[opencms-dev] CSS and link problems with static export

David Booker david_booker at excite.com
Wed Dec 3 23:42:01 CET 2003


After publishing a normal page (static export on) that has my own template and css applied (both within a module I created, and published), the link to the css in the page's html points to an internal opencms address (opencms/opencms/system/modules/......) that which corresponds to the relative address I gave in my master template. So naturally the exported pages can't find the css. How can I force the css to export correctly? (the css for the default templates can also not be found when I use such templates and then publish).

The report I get when publishing a page looks like this:
Publishing resource ...
Publishing /test/page3.htm
Publishing /system/bodies/test/page3.htm
Static export, number of starting links is: 2
Exporting /test/page3.htm
Skipping /system/bodies/test/page3.htm
Skipping /system/modules/cochrane/resources/cclev3.css
... static export finished
Checking filesystem links ...
.. filesystem link check finished
... the resource has been published 

More details: The static files are served directly by Apache.
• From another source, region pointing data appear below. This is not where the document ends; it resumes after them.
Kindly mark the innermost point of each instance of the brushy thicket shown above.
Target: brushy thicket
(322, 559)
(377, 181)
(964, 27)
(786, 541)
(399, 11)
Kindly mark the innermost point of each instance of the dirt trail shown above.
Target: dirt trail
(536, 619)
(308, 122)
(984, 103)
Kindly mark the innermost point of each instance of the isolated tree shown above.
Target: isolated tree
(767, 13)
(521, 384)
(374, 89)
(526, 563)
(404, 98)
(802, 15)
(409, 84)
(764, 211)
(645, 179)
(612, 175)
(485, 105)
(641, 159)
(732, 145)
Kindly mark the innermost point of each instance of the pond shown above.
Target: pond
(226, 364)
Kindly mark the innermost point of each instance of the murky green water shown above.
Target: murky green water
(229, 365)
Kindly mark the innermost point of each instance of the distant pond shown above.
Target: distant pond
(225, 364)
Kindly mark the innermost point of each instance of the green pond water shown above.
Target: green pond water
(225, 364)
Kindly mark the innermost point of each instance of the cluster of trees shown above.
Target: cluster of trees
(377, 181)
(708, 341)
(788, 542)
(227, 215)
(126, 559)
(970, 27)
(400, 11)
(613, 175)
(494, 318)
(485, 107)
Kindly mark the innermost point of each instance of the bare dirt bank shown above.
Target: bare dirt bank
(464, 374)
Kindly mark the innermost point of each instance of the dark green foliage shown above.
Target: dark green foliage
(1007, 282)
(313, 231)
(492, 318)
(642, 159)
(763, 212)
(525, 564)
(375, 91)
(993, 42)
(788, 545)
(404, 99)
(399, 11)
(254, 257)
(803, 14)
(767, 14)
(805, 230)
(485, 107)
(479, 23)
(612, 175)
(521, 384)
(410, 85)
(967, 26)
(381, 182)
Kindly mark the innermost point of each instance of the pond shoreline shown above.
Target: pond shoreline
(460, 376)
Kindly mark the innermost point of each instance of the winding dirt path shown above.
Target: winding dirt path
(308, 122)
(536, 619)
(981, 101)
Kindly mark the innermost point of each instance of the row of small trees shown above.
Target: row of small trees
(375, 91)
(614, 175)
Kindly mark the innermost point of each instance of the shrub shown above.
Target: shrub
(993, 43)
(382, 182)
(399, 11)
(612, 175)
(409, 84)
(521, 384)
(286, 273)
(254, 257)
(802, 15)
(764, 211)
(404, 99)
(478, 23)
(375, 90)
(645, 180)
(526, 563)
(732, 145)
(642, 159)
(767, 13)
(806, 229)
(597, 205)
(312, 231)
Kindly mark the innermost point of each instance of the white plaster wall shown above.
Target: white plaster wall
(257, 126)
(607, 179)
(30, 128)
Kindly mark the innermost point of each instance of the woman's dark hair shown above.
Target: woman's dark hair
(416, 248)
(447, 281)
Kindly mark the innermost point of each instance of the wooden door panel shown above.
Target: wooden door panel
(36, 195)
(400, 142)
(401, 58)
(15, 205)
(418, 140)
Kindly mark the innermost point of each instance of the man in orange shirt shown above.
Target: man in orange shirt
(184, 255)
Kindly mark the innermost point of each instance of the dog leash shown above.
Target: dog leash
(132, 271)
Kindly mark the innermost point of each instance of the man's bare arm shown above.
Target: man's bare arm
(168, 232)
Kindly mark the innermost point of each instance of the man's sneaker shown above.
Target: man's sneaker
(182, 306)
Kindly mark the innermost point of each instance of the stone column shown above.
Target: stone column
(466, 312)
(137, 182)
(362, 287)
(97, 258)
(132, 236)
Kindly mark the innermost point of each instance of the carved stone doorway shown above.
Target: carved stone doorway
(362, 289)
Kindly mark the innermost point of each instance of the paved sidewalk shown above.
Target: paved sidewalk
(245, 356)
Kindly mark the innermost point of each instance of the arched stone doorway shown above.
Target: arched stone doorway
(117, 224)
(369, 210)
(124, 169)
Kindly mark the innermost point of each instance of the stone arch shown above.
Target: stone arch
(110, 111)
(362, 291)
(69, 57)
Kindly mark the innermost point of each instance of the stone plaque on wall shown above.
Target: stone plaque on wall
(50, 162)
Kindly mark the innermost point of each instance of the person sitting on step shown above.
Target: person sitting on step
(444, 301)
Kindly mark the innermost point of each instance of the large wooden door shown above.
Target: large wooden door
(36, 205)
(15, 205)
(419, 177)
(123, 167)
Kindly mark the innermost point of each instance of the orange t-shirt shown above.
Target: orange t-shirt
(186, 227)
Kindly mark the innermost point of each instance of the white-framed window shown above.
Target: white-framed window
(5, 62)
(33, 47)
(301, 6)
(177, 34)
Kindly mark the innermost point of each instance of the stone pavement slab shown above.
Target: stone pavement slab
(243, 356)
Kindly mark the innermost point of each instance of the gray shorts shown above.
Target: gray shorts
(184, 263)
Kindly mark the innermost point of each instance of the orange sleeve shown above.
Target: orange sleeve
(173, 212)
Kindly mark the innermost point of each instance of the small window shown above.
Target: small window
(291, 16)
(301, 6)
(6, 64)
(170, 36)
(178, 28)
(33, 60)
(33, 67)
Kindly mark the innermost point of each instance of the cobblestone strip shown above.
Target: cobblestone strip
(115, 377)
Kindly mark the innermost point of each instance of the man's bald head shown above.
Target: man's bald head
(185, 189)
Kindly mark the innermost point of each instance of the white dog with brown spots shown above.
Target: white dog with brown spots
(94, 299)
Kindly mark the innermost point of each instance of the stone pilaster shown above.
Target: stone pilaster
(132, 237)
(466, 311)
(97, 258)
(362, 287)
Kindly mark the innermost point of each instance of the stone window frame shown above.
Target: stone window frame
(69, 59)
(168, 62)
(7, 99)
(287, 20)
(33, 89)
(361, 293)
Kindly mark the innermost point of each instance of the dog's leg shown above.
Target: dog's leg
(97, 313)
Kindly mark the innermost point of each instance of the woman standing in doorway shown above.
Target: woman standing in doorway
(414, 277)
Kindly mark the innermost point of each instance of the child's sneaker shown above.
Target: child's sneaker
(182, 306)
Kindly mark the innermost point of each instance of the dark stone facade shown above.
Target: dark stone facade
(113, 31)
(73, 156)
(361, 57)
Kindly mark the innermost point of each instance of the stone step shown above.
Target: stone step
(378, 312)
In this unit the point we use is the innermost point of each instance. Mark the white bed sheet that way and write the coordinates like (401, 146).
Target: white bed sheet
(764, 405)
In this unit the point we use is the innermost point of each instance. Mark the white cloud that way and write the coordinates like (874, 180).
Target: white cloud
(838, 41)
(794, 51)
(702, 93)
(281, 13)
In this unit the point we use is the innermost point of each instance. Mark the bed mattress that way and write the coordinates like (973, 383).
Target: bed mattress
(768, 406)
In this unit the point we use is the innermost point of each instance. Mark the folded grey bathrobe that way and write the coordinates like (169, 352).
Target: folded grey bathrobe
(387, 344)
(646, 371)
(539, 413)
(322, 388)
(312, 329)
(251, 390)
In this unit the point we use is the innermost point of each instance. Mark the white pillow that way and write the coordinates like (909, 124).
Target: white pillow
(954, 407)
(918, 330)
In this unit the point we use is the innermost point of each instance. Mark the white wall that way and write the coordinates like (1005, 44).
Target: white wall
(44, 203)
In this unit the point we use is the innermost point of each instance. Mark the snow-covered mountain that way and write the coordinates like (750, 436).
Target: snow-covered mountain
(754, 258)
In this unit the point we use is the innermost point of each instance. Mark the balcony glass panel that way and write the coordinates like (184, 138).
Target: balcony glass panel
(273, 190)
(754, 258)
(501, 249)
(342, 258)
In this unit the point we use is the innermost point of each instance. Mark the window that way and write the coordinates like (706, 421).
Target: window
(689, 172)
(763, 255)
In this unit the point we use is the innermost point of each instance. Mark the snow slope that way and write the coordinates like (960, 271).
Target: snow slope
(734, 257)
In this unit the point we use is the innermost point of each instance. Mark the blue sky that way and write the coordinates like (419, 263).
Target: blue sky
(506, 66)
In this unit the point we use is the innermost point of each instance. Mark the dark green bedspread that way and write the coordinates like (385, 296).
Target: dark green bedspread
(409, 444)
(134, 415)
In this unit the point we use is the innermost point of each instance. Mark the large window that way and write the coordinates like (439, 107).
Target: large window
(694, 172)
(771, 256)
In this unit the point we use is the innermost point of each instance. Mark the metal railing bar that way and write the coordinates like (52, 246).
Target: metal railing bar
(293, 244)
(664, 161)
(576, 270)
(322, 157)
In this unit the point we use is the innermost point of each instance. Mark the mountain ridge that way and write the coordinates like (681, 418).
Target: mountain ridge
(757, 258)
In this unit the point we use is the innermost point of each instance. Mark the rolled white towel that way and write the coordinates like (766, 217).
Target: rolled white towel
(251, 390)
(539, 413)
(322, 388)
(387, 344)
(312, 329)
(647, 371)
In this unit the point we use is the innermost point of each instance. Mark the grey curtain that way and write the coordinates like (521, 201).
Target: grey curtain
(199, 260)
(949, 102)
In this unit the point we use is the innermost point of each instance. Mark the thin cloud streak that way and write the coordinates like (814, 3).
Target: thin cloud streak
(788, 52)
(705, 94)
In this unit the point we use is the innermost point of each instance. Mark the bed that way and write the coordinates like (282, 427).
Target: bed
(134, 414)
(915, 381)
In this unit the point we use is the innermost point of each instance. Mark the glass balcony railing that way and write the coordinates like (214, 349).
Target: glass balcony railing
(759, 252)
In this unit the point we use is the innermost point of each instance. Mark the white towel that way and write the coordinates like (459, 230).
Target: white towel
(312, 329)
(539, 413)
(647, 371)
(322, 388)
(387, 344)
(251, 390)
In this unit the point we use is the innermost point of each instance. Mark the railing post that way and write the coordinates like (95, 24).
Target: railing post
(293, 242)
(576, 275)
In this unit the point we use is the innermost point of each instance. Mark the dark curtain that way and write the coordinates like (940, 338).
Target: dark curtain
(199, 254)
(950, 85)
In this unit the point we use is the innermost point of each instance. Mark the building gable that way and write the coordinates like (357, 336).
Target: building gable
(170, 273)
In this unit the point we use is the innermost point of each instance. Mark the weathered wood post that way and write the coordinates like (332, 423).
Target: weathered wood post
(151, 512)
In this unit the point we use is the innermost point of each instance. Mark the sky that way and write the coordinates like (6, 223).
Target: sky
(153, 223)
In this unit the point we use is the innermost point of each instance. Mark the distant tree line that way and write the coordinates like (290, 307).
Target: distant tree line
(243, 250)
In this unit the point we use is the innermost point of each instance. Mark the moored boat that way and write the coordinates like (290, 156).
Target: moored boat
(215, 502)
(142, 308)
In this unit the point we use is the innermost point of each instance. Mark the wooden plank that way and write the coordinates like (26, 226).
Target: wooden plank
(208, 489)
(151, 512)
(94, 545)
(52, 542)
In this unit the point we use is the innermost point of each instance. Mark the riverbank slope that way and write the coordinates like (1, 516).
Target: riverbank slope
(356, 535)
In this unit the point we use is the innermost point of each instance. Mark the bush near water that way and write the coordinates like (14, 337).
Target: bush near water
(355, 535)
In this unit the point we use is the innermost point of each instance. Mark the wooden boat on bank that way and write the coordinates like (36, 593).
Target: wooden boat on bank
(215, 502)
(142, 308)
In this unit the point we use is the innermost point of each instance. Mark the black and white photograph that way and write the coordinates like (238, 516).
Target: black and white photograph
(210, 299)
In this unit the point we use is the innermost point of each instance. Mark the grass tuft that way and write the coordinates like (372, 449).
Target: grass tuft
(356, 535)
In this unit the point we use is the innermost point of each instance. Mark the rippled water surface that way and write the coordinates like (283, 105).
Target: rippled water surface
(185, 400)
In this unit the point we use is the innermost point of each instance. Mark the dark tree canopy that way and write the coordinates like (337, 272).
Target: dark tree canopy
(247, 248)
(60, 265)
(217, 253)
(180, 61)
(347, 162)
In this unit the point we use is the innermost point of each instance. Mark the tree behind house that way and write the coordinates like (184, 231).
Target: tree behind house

OpenCMS is installed inside Tomcat, but the exported files are only served by Apache. 

Does this have something to do with getLinkSubstitution? If so, how do I use it?

I think it might, because when I make a regular 'horrizontal' link in the WYSWYG editor (link to another file in the same directory), I get a bad link error when publishing, and the link in the exported resource has file:///opencms/export/test/ added to the link address (where /test/ is the directory of the files). Or should setting relativelinks_in_export=true fix some of the problem? 

Also, the publishing process seems to have added directories opencms/export/resources within my export  target directory, but without any resources in the directories.

The stylesheet link in the exported html pages lacks a critical rel="stylesheet" attribute in the link tag for the css. Why is this? Without it, browsers don't know it's a stylesheet, and can't work!

My temporary fix has been to add in the rel="stylesheet" attribute and give an http address for a copy of the stylesheet in the jsp template. But Internet Explorer doesn't seem to be able to read CSS style sheets linked with an http address, only Netscape can..... So I'm still stuck. Suggestions?